Per un gruppo di questi bambini la Fondazione Don Gnocchi ha ideato il progetto FILingGOOD, per aiutare i bambini con FIL ad andare oltre i loro limiti. Il progetto nasce dall’esperienza di un gruppo di ricercatori della Fondazione Don Gnocchi di Milano che, studiando le basi neurali della riabilitazione, hanno evidenziato un rallentamento nello sviluppo cerebrale dei bambini con FIL. Lo stesso gruppo ha ideato un trattamento innovativo, intensivo e integrato, il Movement Cognition and Narration of the emotions Treatment (MCNT), in cui è centrale l’attività psicomotoria, fatta di gioco, movimento, coordinazione e ragionamento. Numerosi studi scientifici dimostrano l’importanza del movimento nello sviluppo delle abilità intellettive e sociali. È attraverso il movimento, infatti, che i bambini imparano a scoprire e a interagire con il mondo. Partendo da questa idea, si intende promuovere questo programma intensivo in cui i bambini imparano, attraverso il gioco e il movimento, a ragionare e a “mettersi in gioco”. Tutto si svolge sotto la guida esperta di personale altamente specializzato (medici, psicomotricisti, psicologi ed educatori).

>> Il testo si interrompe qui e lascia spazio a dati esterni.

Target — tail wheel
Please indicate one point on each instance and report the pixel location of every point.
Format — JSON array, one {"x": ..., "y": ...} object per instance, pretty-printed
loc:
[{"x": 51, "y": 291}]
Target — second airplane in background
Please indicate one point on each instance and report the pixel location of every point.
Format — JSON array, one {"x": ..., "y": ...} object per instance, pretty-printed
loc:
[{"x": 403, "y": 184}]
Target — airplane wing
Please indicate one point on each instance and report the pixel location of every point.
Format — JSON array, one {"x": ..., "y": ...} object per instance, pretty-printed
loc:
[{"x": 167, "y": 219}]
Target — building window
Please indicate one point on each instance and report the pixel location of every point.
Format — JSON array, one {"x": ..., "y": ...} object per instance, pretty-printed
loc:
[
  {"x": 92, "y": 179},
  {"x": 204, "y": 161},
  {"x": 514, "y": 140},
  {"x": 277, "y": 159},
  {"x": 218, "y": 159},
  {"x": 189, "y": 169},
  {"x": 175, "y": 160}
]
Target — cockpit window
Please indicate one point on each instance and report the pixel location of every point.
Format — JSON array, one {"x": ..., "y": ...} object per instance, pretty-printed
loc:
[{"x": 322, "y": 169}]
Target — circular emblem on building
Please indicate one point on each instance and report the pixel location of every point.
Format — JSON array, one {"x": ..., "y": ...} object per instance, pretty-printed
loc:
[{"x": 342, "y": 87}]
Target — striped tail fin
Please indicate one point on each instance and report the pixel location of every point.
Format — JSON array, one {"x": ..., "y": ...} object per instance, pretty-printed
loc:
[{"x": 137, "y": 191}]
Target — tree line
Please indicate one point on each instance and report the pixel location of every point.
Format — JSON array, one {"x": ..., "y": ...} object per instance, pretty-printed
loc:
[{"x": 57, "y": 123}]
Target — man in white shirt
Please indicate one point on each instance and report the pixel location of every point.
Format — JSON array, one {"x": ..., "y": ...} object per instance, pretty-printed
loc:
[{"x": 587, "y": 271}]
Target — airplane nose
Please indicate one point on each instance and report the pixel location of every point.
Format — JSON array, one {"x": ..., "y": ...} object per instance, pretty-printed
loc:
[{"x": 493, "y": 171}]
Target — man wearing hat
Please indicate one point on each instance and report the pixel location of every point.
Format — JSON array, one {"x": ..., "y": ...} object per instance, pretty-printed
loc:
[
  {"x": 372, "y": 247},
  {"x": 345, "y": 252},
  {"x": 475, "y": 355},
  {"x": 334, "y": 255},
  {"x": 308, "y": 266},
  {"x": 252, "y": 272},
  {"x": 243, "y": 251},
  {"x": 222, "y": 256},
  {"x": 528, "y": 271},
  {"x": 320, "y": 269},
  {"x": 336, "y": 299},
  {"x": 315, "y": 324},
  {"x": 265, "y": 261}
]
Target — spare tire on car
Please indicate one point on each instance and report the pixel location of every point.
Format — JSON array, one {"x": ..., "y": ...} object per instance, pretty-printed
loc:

Grazie al sostegno di chi vorrà contribuire sarà possibile allestire una palestra attrezzata e garantire un anno di trattamento specifico basato sul movimento e sul gioco. L’iniziativa fa parte della campagna nazionale OSO (Ogni Sport Oltre) sponsorizzata dalla Fondazione Vodafone, grazie alla quale ogni contributo sarà raddoppiato.